By Chino S. Leyco
The Department of Finance (DOF) has underscored the need for member-states of the Association of Southeast Asian Nations (ASEAN) to share their efforts and initiatives in deterring money laundering schemes that have been proven to be among the primary tools being used to fund international terrorist activities.
In a statement, Finance Secretary Carlos G. Dominguez III said that on the part of the Philippines, its enactment of Republic Act (RA) No. 10168 or the Terrorism Financing Prevention and Suppression Act of 2012, represented the country’s firm commitment to fight global terrorism and its financing.
Dominguez said criminalizing terrorism financing under RA 10168, has strengthened the Philippines’ efforts to trace and freeze funds used or being planned to be used to carry out terrorist attacks.
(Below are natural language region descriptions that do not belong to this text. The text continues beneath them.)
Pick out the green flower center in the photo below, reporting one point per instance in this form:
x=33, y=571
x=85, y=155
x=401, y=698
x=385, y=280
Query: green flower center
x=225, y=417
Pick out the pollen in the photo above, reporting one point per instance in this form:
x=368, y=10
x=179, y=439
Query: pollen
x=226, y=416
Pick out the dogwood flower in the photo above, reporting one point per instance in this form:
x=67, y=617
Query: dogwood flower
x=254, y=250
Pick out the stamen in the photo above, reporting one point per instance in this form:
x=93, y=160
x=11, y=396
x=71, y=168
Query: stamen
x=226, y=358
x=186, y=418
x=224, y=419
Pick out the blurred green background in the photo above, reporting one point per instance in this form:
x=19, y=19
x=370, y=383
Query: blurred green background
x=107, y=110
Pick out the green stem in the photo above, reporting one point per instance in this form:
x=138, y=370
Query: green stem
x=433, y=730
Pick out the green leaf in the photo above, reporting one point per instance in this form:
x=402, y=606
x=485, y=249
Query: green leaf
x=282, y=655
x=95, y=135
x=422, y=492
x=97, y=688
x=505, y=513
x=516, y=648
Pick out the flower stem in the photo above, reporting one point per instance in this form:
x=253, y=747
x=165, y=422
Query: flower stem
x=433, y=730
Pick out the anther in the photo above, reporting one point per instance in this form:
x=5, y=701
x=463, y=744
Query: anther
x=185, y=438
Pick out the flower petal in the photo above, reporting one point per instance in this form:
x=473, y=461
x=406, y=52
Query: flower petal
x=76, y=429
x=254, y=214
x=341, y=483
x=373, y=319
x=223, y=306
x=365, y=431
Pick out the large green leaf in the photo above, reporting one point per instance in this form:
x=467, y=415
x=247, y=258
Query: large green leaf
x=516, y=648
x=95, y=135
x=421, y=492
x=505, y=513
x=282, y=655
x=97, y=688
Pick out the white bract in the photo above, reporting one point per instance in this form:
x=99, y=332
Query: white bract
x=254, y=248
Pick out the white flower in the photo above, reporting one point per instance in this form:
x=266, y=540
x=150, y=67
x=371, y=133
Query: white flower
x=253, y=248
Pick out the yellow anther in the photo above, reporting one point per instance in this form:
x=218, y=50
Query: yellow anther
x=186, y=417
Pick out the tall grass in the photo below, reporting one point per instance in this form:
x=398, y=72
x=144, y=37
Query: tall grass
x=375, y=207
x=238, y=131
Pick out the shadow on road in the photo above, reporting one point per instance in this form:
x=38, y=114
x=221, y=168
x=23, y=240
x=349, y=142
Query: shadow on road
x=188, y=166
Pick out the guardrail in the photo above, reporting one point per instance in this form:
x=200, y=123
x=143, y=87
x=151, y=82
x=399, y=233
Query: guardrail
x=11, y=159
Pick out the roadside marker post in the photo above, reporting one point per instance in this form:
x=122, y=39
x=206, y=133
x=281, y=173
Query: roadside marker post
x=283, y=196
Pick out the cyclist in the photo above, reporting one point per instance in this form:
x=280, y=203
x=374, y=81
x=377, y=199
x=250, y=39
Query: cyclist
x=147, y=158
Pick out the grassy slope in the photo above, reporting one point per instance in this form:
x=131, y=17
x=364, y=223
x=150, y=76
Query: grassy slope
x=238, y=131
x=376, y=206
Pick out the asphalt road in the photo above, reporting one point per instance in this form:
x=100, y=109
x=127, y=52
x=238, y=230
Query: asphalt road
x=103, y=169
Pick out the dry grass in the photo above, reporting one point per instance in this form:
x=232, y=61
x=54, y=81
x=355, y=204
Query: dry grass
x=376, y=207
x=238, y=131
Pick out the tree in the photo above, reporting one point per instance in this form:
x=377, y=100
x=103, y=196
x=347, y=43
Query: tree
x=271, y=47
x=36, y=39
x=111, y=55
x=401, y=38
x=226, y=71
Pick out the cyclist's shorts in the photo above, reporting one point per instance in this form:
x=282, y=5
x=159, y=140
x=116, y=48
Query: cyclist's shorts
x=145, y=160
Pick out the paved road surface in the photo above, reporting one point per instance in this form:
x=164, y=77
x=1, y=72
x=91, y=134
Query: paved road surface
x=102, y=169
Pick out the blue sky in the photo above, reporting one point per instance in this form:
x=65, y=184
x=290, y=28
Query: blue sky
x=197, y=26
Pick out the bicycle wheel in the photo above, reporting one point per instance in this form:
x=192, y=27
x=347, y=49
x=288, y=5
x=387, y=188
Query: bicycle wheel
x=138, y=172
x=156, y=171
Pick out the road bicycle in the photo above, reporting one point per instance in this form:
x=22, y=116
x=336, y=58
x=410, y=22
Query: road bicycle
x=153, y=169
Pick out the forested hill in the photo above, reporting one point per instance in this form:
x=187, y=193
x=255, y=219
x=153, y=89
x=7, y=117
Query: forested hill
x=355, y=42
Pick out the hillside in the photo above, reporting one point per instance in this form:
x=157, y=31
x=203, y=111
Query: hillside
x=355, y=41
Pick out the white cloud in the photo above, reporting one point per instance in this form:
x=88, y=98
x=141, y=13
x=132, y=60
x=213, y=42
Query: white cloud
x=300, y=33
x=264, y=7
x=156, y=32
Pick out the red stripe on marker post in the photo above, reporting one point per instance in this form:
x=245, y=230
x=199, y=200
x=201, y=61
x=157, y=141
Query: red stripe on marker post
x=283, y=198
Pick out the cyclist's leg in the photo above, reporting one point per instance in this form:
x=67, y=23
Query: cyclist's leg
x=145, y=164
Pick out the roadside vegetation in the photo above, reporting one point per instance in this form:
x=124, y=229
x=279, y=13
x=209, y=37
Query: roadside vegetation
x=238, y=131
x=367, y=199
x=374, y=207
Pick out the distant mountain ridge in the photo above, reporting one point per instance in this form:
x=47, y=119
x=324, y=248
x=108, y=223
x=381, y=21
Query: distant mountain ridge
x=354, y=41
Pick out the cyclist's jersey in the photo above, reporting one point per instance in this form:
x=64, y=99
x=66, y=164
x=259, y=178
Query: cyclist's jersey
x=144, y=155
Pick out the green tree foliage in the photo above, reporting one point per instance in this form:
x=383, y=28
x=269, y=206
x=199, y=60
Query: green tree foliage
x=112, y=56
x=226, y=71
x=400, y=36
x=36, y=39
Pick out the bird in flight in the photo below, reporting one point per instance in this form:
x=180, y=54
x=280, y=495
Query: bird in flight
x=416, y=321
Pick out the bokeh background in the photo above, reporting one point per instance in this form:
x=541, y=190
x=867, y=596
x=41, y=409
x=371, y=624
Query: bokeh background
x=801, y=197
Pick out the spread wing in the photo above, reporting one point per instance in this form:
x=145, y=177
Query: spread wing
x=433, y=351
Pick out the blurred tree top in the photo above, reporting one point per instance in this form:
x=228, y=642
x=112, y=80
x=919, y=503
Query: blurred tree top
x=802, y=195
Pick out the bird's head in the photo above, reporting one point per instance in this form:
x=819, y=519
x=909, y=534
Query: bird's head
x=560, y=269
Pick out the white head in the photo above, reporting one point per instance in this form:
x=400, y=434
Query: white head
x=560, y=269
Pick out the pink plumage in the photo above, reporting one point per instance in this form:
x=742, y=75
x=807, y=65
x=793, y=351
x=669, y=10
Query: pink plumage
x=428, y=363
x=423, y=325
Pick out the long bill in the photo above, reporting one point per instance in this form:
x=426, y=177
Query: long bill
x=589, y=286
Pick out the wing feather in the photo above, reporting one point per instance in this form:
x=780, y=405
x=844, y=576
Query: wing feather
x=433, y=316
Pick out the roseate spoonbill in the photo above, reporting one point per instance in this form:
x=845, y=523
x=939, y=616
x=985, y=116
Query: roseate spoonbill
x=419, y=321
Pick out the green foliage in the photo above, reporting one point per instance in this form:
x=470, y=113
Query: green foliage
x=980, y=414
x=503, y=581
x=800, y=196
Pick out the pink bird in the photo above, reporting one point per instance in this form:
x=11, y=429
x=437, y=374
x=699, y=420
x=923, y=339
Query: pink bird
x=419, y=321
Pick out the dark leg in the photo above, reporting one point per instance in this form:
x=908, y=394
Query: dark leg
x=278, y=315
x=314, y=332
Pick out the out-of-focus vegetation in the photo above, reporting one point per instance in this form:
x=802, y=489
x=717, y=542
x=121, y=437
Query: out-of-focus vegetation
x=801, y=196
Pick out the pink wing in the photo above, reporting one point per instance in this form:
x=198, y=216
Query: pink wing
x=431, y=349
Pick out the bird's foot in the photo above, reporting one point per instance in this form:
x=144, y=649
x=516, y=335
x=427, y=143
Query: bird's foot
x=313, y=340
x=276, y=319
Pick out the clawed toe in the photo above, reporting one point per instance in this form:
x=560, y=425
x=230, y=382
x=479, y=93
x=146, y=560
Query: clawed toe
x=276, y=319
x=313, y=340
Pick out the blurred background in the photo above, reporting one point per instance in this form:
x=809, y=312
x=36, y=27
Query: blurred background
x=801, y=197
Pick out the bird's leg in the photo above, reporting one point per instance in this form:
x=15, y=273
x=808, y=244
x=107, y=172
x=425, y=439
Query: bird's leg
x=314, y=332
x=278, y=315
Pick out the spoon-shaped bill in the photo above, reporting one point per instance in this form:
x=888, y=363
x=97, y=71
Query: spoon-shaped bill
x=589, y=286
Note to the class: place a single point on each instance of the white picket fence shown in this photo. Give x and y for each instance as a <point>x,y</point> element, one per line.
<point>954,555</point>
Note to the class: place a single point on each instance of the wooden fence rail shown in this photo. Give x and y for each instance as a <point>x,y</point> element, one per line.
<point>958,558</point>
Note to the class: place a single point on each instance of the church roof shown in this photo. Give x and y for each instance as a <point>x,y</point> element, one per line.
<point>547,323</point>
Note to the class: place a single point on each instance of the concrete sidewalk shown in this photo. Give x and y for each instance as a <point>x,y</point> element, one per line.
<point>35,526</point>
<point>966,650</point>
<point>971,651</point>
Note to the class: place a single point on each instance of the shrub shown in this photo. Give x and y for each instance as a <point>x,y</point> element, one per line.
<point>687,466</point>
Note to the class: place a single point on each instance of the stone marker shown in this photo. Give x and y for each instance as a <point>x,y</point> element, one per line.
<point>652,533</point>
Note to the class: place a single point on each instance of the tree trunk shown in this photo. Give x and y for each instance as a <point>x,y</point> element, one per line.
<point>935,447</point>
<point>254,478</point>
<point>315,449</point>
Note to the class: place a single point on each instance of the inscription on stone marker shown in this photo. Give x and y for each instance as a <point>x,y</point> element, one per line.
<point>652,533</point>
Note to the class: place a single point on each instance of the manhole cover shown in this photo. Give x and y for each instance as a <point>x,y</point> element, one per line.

“The Philippines is currently extending efforts to stifle the occurrence of illicit trade activity. Regardless, illicit trade activity continues to pose a high risk to the country. Moreover, money laundering contributes to terrorism financing, the threat of which has been categorized as high risk. The ASEAN Member-States can thus share their efforts and initiatives in deterring this problem,” Dominguez said.
Among the ASEAN members, the Philippines is considered one of the countries with the lowest money laundering risk although illicit revenue flows remain a problem.
In the Philippines, Dominguez said “close cooperation with relevant intelligence and law enforcement agencies is essential in order to trace, seize and forfeit funds used or about to be used for terrorism financing, and hurdle impediments, such as bank secrecy laws, to ensure the successful prosecution” of this crime.
He said legislative amendments to support the legal and administrative framework for the automatic exchange of information with other foreign tax authorities is currently pending in the Philippine Congress.